Com as naturais, mas infelizmente raríssimas, exceções, tenho lido pessoas que se vangloriam de ter sido íntimas da direção da casa e demonstram profundo conhecimento acerca das razões da crise. A ser verdade o que tenho lido, centenas de jornalistas alertaram a família Civita quase que diariamente dos enganos empresariais que estavam cometendo. O que – evidentemente – meus botões me alertam que isso não passa de evidente edição de um passado que só ocorreu na memória de quem conta. Outra parte dos comentários que tenho lido, por razões que não consigo atinar, dão destaque ao patrimônio da família, como se tivesse sido construído exclusivamente pela exploração do trabalho escravo, o que não é justo, já que a Abril sempre foi conhecida por manter uma relação bastante séria com seus profissionais.
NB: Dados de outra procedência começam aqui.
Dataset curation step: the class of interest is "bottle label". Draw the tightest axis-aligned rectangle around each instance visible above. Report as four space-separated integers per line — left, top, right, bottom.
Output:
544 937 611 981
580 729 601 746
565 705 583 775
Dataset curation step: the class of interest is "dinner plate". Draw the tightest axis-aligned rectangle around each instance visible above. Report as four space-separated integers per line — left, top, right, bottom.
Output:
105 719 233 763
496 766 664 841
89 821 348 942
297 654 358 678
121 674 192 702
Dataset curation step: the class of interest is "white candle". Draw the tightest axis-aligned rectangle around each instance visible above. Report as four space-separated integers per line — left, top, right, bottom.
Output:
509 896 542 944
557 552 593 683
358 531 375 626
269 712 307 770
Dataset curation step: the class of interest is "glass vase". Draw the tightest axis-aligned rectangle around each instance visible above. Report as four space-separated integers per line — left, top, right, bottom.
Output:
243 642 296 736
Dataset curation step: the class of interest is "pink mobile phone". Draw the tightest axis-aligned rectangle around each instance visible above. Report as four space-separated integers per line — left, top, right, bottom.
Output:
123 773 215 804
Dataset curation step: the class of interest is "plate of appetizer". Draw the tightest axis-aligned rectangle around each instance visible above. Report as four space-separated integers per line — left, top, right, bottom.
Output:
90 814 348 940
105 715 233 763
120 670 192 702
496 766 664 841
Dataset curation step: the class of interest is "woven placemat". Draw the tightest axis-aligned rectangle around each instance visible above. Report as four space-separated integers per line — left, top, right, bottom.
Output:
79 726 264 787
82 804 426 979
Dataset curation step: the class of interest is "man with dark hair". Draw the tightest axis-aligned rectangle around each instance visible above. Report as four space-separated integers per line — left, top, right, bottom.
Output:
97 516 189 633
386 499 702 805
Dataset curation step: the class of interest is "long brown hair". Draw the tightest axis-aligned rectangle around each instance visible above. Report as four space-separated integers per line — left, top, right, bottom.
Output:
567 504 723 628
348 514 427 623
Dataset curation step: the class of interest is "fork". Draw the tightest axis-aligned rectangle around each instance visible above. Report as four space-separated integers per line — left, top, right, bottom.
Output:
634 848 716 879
Destaque-se que a empresa sustentou durante muitos anos os enormes prejuízos da revista Veja, pagando alguns dos melhores salários da praça. Seja qual for o motivo, a Veja foi ao fundo do poço e se tornou mais tarde a segunda maior revista do mundo depois de muito tempo corroendo o lucro das Claudias, Caprichos e Pato Donald’s da vida. Eu tive a conta da Veja por alguns anos, e me orgulho de ter criado o slogan Indispensável e estar lá quando o volume de assinaturas ultrapassou o milhão de exemplares.
Evidentemente não por causa do meu trabalho. Sou obrigado a dizer que Roberto Civita, embora tivesse uma reunião semanal comigo, jamais me perguntou o que deveria fazer e garanto que, se eu tivesse dado algum palpite, de nada teria adiantado. Eu era um publicitário que fazia anúncios de Veja, nada mais do que isso. Dessa minha fase na vida, me lembro do lançamento da Veja Rio e de uma passagem na sala de Roberto Civita, que virou filme de propaganda muito premiado. Ele reproduz o clima de um histórico dia. Eu estava com o Sabino, diretor-comercial, na sala de Roberto, esperando para apresentar a campanha semanal. Pela primeira vez Roberto atrasou à reunião. Esperei horas. Detalhe: naquele ano Veja iria dar enorme lucro. Finalmente, ele entrou na sala e disse: “Lula, acho que fiz uma enorme cagada. Pedro Collor esteve aqui, abriu o verbo e contou coisas de abalar a República. Autorizei publicar tudo”. Ele sabia que o país poderia virar um pandemônio e que isso prejudicaria os negócios da Abril inteira. O clima de insegurança diminuiria os investimentos em propaganda e os ganhos com eventual aumento da venda avulsa seriam mínimos. Mas era uma notícia. E ele achou que deveria publicar. Não quero fazê-lo de herói. Antevejo até mesmo que serei considerado um ingênuo. Mas seja como for, foi um empresário de coragem. Um cara que sempre achou que seu produto era notícia. E, como diz o filme que fizemos: “não se deve esconder uma notícia”.